Abstract

Background

Linkage errors that occur according to linkage levels can adversely affect the accuracy and reliability of analysis results. This study aimed to identify the differences in results according to personally identifiable information linkage level, sample size, and analysis methods through empirical analysis.

Methods

The difference between the results of linkage in directly identifiable information (DII) and indirectly identifiable information (III) linkage levels was set as III linkage based on name, date of birth, and sex and DII linkage based on resident registration number. The datasets linked at each level were named as databaseIII (DBIII) and databaseDII (DBDII), respectively. Considering the analysis results of the DII-linked dataset as the gold standard, descriptive statistics, group comparison, incidence estimation, treatment effect, and moderation effect analysis results were assessed.

Results

The linkage rates for DBDII and DBIII were 71.1% and 99.7%, respectively. Regarding descriptive statistics and group comparison analysis, the difference in effect in most cases was “none” to “very little.” With respect to cervical cancer that had a relatively small sample size, analysis of DBIII resulted in an underestimation of the incidence in the control group and an overestimation of the incidence in the treatment group (hazard ratio [HR] = 2.62 [95% confidence interval (CI): 1.63–4.23] in DBIII vs. 1.80 [95% CI: 1.18–2.73] in DBDII).
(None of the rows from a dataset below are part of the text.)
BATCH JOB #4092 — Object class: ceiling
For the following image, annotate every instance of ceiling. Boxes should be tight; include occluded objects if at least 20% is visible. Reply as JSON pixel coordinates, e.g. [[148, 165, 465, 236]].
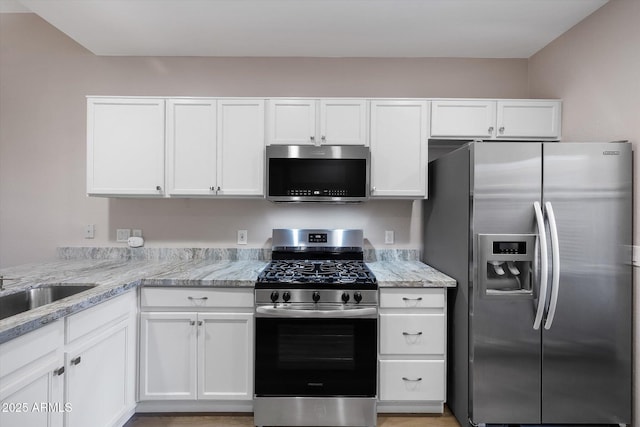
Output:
[[0, 0, 608, 58]]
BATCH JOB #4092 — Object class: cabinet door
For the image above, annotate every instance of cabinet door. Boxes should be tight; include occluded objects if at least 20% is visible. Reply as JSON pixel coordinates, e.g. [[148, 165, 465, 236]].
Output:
[[217, 99, 265, 196], [65, 321, 134, 427], [0, 320, 63, 427], [0, 360, 63, 427], [371, 101, 429, 198], [320, 99, 369, 145], [87, 98, 164, 196], [198, 313, 253, 400], [267, 99, 317, 144], [431, 100, 496, 138], [496, 101, 560, 139], [139, 312, 198, 400], [167, 99, 217, 196]]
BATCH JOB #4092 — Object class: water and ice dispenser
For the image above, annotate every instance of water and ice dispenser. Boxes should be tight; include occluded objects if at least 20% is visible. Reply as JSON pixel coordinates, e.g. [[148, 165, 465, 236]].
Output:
[[478, 234, 537, 297]]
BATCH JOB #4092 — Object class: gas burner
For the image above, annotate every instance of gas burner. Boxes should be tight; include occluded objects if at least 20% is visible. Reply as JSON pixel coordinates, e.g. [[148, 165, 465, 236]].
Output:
[[258, 260, 376, 285]]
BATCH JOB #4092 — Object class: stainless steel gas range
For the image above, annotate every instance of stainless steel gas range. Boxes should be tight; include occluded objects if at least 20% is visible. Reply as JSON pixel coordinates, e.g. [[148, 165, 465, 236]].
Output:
[[254, 229, 378, 427]]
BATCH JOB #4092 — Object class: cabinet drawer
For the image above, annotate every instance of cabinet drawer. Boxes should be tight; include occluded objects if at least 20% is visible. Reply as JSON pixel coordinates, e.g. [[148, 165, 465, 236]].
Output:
[[65, 291, 136, 344], [380, 313, 445, 355], [140, 288, 253, 310], [380, 288, 445, 309], [380, 360, 445, 401]]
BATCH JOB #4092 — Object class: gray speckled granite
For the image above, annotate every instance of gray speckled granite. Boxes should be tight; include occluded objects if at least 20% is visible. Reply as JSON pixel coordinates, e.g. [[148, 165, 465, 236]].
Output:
[[0, 248, 456, 344], [367, 261, 456, 288]]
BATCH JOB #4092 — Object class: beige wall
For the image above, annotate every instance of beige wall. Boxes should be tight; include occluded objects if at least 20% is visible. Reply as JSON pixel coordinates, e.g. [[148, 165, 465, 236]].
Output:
[[529, 0, 640, 426], [0, 14, 528, 266]]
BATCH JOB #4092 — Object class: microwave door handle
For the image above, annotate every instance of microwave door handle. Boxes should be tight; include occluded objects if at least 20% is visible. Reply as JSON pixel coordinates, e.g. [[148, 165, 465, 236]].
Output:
[[544, 202, 560, 329], [533, 201, 549, 330]]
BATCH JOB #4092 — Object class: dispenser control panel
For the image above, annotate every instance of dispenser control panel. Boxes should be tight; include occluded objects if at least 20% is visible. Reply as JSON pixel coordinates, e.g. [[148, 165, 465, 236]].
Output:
[[493, 241, 527, 255]]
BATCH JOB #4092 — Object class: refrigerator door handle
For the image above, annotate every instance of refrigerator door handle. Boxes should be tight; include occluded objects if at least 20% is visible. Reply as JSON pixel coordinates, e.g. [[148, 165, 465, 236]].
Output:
[[533, 201, 549, 330], [544, 202, 560, 329]]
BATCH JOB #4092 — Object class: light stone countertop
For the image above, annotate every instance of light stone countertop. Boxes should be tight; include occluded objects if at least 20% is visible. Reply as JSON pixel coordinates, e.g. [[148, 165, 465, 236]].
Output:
[[0, 259, 456, 344]]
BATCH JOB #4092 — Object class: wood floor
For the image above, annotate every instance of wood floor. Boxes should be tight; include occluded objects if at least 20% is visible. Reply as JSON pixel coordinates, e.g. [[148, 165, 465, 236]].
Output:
[[125, 409, 460, 427]]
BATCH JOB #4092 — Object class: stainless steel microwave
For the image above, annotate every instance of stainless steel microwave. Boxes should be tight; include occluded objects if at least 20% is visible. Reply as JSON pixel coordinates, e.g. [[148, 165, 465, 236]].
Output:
[[265, 145, 371, 203]]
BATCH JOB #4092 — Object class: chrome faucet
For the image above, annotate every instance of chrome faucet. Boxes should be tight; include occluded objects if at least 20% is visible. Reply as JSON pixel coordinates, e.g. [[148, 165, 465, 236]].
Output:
[[0, 276, 19, 291]]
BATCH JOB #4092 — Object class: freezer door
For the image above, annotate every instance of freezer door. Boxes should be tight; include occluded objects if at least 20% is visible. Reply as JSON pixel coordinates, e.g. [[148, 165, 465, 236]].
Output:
[[542, 143, 633, 424], [469, 142, 542, 424]]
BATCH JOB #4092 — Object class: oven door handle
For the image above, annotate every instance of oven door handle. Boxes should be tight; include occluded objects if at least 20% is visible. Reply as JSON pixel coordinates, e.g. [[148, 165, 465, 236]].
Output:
[[256, 307, 378, 319]]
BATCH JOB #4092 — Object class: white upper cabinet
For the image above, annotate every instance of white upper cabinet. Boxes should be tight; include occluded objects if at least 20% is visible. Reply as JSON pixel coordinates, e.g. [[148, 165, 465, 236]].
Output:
[[217, 99, 264, 197], [496, 100, 560, 139], [87, 98, 164, 196], [431, 99, 561, 140], [371, 100, 429, 198], [167, 99, 217, 196], [431, 100, 496, 138], [167, 99, 264, 197], [267, 99, 368, 145]]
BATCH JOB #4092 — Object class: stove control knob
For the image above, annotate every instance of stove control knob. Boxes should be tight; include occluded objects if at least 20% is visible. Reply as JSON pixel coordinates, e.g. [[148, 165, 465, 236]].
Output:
[[271, 291, 280, 302], [353, 292, 362, 304]]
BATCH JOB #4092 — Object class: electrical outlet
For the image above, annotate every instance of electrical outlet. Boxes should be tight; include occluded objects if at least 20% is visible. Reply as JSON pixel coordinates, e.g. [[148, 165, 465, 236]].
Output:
[[238, 230, 247, 245], [116, 228, 131, 243]]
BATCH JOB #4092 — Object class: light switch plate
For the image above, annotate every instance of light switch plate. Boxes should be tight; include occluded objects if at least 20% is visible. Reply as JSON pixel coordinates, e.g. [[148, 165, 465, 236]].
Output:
[[238, 230, 248, 245], [116, 228, 131, 243]]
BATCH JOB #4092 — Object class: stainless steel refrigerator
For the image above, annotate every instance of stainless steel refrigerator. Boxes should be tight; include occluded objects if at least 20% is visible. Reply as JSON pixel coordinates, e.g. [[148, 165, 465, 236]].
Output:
[[423, 142, 633, 426]]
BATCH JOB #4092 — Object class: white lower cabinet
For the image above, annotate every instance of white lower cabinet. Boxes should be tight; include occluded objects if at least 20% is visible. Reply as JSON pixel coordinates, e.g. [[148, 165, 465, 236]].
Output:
[[139, 288, 253, 411], [378, 288, 446, 413], [0, 292, 137, 427], [65, 292, 137, 427], [0, 320, 65, 427]]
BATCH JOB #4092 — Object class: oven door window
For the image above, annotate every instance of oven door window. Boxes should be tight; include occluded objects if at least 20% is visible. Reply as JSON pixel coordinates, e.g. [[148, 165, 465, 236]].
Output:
[[255, 318, 377, 396]]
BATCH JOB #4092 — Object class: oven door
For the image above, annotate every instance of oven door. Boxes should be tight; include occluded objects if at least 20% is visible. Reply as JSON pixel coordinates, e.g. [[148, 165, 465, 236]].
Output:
[[255, 314, 378, 397]]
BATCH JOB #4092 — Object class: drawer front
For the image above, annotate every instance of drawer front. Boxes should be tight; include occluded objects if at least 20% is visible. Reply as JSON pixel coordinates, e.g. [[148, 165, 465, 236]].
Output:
[[65, 291, 137, 344], [380, 313, 445, 355], [380, 360, 445, 401], [140, 288, 253, 309], [380, 288, 445, 309]]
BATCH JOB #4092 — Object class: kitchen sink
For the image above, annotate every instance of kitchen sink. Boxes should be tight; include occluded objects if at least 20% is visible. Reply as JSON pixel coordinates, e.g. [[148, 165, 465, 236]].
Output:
[[0, 284, 96, 320]]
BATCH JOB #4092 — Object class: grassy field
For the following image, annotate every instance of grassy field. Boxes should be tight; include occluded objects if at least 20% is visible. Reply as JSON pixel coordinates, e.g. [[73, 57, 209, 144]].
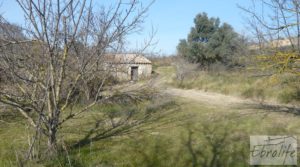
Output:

Regarding prostate cancer, there was a conflicting tendency with the treatment effect being over or underestimated according to the surveillance, epidemiology, and end results summary staging (HR = 2.27 [95% CI: 1.91–2.70] in DBIII vs. 1.92 [95% CI: 1.70–2.17] in DBDII for the localized stage; HR = 1.80 [95% CI: 1.37–2.36] in DBIII vs. 2.05 [95% CI: 1.67–2.52] in DBDII for the regional stage).

Conclusions

To prevent distortion of the analyses results in health and medical research, it is important to check that the patient population and sample size by each factor of interest (FOI) are sufficient when different data are linked using DBDII. In cases involving a rare disease or with a small sample size for FOI, there is a high likelihood that a DII linkage is unavoidable.

Details

Title
Impact of linkage level on inferences from big data analyses in health and medical research: an empirical study
Author
Lee, Bora; Young-Kyun, Lee; Sung Han Kim; Oh, HyunJin; Won, Sungho; Suk-Yong, Jang; Ye Jin Jeon; Yoo, Bit-Na; Jean-Kyung Bak
Pages
1-11
Section
Research
Publication year
2024
Publication date
2024
Publisher
BioMed Central
e-ISSN
14726947
Source type
Scholarly Journal
Language of publication
English
ProQuest document ID
3079155241
Copyright
© 2024. This work is licensed under http://creativecommons.org/licenses/by/4.0/ (the “License”). Notwithstanding the ProQuest Terms and Conditions, you may use this content in accordance with the terms of the License.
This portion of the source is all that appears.